I followed all the required steps and I did sign-up @ "challenge.aiforgood.itu" afterwish I created a team and finally downloaded the dataset. However, I have few questions:
1) Where is the test set?
2) How did you guys submit giving the fact that some information here is vague
3) Any starter notebook that can direct/help us. Thank you.
I agree. The problem definition is quite different.
1) You can download the submission file and test set from Zindi in the data section
2) yeah... To be honest, the context is very well written, but the actual ML problem and the description of the data are a little confusing. It's also confusing that the validation test changed in the middle of the competition, and the text information wasn't updated. I'm pretty sure a lot of people here are working with both test sets (the old and the new one). Zindi should state if both are allowed or not, and if yes, the old one should be made available for everyone again
3) What you need to know is that the "target" that you need to predict is not given in the training set. You will need to engineer it.
Guys, I would never give you the target KPI when the fault occurs in the test set. Then, you would not require any model to predict the target label.
to get the test set you should go to the link provided create an account , join the comp and you'll find 'download data'
Okay. thank you
I started the challenge the day before yesterday. And everything was clear to me thanks to the "discussion" section. Read all the threads you will find answers there.
This is not a problem like the others because we must pay particular attention to the variables we use.
In the test data, you should know that at the last timestep, we have no record and we must be able to predict the response variable which is noted "target" (you can also predict the "data_rate" variable then deduce the "target" variable. It all depends on your approach).

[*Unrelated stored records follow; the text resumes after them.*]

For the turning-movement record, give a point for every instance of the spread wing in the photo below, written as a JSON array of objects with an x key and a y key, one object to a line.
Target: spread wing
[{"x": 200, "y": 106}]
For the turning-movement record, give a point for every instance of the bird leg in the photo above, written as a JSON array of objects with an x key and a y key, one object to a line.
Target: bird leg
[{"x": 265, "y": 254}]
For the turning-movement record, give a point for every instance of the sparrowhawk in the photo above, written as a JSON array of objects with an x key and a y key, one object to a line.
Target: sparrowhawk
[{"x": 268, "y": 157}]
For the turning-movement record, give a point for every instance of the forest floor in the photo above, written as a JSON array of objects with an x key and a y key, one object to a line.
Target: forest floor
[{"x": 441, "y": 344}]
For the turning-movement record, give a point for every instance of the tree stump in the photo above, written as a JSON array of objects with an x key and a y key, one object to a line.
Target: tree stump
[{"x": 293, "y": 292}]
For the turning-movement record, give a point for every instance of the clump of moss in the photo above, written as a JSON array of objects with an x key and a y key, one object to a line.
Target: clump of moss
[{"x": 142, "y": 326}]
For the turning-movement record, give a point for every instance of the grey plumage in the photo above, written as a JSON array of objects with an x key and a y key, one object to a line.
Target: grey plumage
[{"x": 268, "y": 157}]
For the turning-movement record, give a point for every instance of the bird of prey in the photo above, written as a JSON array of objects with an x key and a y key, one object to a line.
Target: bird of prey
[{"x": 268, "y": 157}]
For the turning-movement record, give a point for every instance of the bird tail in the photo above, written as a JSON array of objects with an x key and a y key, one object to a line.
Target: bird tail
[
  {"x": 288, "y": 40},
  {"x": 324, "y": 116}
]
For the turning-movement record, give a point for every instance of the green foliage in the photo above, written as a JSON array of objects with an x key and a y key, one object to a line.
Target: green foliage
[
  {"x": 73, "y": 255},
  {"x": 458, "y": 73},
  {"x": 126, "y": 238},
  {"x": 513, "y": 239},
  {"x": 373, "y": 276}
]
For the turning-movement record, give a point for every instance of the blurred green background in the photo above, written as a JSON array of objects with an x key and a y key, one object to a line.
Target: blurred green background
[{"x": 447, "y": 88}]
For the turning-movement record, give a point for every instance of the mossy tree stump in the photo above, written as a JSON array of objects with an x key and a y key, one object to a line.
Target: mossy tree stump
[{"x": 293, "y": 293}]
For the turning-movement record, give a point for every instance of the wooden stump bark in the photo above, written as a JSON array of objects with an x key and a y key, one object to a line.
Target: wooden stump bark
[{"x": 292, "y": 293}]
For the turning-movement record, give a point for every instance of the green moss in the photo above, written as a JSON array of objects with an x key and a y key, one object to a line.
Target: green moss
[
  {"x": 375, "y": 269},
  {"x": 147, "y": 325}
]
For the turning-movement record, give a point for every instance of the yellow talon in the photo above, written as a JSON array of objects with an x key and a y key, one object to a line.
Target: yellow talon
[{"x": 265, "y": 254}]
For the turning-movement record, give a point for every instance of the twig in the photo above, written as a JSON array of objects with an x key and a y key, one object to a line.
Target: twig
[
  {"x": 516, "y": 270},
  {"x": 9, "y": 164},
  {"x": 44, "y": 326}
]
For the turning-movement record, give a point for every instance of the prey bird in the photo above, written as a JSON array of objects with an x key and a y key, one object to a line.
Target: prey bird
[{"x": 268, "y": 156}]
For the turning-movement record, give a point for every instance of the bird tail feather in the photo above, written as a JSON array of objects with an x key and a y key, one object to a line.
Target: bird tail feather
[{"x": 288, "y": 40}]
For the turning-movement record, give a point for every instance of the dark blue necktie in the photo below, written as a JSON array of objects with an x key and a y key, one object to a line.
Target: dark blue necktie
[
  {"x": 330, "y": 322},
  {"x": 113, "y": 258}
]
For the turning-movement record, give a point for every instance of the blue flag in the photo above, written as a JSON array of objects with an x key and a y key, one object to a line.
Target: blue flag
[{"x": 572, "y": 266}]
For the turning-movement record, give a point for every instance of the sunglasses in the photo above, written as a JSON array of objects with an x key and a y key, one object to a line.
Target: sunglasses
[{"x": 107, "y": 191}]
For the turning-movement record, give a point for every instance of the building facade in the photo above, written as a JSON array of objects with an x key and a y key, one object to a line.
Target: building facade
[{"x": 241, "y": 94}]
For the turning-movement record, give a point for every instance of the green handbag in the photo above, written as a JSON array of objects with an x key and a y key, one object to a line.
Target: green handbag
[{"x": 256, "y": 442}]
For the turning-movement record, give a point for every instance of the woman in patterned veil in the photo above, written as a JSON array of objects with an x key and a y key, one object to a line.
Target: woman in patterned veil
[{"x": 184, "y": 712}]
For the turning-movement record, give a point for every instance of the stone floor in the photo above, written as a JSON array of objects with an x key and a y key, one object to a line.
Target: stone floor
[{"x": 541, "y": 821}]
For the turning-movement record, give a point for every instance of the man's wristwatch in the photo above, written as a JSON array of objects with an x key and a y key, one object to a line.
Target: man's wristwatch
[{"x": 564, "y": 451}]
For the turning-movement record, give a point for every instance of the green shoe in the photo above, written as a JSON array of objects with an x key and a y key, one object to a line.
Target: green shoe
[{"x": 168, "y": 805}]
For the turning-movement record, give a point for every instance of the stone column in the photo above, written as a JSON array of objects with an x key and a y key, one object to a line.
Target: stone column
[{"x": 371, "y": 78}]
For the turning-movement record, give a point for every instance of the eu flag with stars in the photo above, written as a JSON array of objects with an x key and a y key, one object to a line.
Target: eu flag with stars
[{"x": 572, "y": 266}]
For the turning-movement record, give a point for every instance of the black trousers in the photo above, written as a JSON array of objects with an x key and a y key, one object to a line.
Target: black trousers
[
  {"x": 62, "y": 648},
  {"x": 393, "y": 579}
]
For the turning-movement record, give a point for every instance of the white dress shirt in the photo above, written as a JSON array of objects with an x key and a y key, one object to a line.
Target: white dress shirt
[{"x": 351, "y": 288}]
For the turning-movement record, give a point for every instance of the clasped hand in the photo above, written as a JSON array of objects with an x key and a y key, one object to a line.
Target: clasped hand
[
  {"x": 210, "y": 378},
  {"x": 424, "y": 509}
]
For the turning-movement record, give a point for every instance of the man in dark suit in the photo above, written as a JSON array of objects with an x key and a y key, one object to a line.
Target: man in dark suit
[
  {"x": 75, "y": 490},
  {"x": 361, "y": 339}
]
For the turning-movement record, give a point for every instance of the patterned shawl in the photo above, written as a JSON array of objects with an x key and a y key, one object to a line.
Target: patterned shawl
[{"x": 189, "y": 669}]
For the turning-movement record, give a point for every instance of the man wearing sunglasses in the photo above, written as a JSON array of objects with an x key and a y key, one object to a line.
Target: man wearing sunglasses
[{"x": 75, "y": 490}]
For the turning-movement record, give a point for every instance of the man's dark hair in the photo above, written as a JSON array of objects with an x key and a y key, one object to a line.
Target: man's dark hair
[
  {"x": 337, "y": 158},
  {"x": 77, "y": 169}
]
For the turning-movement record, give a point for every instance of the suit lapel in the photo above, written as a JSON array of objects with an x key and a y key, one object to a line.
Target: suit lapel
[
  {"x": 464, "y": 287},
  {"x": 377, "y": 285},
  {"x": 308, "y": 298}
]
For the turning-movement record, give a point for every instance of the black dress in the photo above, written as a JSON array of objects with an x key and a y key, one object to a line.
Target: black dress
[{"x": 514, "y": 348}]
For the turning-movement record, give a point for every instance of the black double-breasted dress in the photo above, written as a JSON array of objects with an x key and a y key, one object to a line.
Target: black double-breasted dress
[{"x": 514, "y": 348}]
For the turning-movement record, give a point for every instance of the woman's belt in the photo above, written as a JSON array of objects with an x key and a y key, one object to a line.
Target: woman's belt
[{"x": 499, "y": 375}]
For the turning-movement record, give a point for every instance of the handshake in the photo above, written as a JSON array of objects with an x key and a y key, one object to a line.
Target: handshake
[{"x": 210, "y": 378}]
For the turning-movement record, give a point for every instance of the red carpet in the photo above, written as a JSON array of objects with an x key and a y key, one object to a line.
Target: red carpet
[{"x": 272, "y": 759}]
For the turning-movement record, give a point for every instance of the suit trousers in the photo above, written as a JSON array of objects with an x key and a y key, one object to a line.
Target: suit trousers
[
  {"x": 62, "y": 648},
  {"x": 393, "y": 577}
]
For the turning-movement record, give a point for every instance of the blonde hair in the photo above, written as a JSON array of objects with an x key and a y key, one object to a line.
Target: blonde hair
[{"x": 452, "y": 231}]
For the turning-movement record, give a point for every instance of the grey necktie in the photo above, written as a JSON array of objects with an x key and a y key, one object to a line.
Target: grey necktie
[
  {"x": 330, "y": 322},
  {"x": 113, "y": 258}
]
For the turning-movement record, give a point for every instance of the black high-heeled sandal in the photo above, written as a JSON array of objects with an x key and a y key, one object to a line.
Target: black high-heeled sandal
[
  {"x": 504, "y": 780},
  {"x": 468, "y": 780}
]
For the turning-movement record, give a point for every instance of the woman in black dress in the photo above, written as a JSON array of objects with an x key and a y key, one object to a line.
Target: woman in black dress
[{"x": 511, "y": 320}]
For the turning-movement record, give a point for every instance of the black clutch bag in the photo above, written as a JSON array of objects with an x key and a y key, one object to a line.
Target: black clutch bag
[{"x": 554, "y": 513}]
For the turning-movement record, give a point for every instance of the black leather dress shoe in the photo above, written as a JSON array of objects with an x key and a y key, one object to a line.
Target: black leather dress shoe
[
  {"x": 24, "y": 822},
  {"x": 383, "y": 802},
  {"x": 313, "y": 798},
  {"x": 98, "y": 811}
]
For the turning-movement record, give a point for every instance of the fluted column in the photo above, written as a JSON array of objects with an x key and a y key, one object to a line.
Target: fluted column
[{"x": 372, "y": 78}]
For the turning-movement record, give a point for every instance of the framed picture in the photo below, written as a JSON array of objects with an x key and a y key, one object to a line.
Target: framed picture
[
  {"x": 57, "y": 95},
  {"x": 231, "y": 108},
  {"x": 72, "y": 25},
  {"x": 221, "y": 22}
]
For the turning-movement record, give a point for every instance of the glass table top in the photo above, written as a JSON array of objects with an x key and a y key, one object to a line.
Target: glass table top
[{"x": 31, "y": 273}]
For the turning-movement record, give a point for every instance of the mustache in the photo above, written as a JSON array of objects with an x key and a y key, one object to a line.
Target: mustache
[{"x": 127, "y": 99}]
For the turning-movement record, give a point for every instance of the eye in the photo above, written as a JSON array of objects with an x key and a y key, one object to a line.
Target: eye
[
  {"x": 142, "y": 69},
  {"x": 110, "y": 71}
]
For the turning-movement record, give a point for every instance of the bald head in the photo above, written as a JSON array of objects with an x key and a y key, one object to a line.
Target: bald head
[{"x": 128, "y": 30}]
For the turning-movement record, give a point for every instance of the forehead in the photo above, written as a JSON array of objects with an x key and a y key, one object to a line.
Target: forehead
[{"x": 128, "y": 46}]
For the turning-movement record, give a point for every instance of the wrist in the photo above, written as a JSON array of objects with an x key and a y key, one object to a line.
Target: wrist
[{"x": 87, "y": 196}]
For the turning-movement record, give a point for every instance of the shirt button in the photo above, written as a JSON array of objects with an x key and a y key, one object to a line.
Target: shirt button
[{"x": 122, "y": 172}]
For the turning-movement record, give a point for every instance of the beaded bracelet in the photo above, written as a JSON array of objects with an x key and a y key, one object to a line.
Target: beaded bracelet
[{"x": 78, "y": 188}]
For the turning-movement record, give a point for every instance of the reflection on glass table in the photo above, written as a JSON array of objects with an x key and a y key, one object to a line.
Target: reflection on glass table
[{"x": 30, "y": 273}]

In the training data, if you use certain variables you will have a perfect score. it is necessary to eliminate/handle with precaution certain variables (those with which one can predict "date_rate" directly). Train your model such that it can't see the last timestep of each NE because when inferring, the model won't see the last timestep of the NEs (reason why all values are NaN at the last timestep of the NEs).
In my opinion, here are the 2 most important discussions of the discussion section (but remember to read all the discussions)
https://zindi.africa/competitions/fault-impact-analysis-towards-service-oriented-network-operation-maintenance/discussions/17877
https://zindi.africa/competitions/fault-impact-analysis-towards-service-oriented-network-operation-maintenance/discussions/17921
Thank you @ff for the clearification.